Masters Countdown: How Augusta National Almost Built a Golf Hall of Fame

Bobby Jones, 1941 Masters.

Bobby Jones, 1941 Masters.

The National Baseball Hall of Fame and Museum opened in Cooperstown, New York, on June 12, 1939, and the Professional Golfers Association responded by inducting several legendary golfers, among them Bobby Jones, into its own hall. But the P.G.A.’s hall as yet had neither a building nor a plan for one.

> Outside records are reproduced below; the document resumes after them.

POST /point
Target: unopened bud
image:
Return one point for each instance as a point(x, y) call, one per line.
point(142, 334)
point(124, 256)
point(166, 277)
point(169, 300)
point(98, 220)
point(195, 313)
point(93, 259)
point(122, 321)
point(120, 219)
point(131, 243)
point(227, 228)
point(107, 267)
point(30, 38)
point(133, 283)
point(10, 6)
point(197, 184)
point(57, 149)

Clifford Roberts, who was Augusta National’s chairman and co-founder, embraced the idea and suggested several sites on the club’s property. His favorite, initially, was an elevated six-acre parcel roughly two hundred fifty yards to the east of the tenth green. This was one of the building lots that the club had been trying to sell for a decade. Among the advantages of the site, Roberts wrote to Jones, was that visitors to the hall “would have four good views of the course instead of one.” He also liked the idea that “members using the golf course would have a good view of an attractive building”—though from a distance.

1932 Augusta National real-estate development plan, prepared for the club by Olmsted Bros.

1932 Augusta National real-estate development plan, prepared for the club by Olmsted Bros. Roberts’s initial choice for a hall of fame site was on the east side of the property, to the east of the modern eleventh tee–in the green stuff on the map above.

Roberts was especially concerned that golf’s hall of fame should be more compelling than baseball’s. A few days after the 1941 Masters, he wrote a lengthy letter to Olmsted Bros.—the club’s landscape architects at that time—in which he described a number of features that he thought ought to be included. “The more I think about it,” he wrote, “the more I feel that a building that houses a few plaques or a few bronze busts and that offers nothing else to the public, would prove to be a dull, worthless type of project, having no excuse for its existence except to attempt to glorify the leaders of golf. And I doubt that very much would be added to their fame.” One wing of the building, he continued, could contain “automatic movie machines,” which, for a quarter, would show instructional films by the game’s great teachers. Another wing could serve as both a comprehensive library and a bookstore. Visitors would be able to buy souvenir booklets, postcards depicting the Augusta National course, and “popular-priced copies” of some of the books in the library.

Roberts’s boldest suggestion was to construct “a miniature Augusta National course surrounding the Hall of Fame which would be a practical pitch and putt course and could be made a most attractive part of the landscaping scheme.” The holes would be scaled-down replicas of the holes on the big course. He proposed a fee of twenty-five cents per round. He also suggested building an “especially attractive” public driving range based on a plan that Jones had come across and thought highly of.

Despite Roberts’s enthusiasm, the project never came to anything, and there was no further discussion of building a miniature Augusta National. The two members that Roberts had been counting to pay for the project lost interest in it, and the club was not in a financial position to follow through on its own. And then news from Europe and the Pacific made other concerns more pressing.

3 thoughts on “Masters Countdown: How Augusta National Almost Built a Golf Hall of Fame

  1. Maybe someone ought to have a legit hall of fame for golf with a set criteria of X amount of majors and Y amount of wins to qualify.

    • MacKenzie initially wanted to supplement the main golf course with what he called an “approach and putt” course — a nine-hole short course, which could be played with short irons and a putter. The course was to be four hundred to five hundred yards long. “There is, as far as I know, no interesting approach and putt course in America,” MacKenzie wrote in 1932 in a letter to Wendell Miller, the engineer who was then in the process of building the big course. “A really good one requires as much thought and planning as a full course. All those I have seen are terrible. I am just constructing one here [near San Francisco] which I hope will be most fascinating.” Roberts shared MacKenzie’s enthusiasm for the idea, but Jones was skeptical. After walking the proposed site with an engineer late in 1932, Jones asked that the short course not be included on the site plan but that the area instead be labeled “Reserved for Park.” The plan died, not only because of Jones’s lack of interest, but also because there was no money to pay for it. Still, in 1933, MacKenzie drew plans for an eighteen-hole, 2,460-yard short course. (The longest hole was to have been one hundred and ninety yards; the shortest was to have been sixty.) It was never built, either.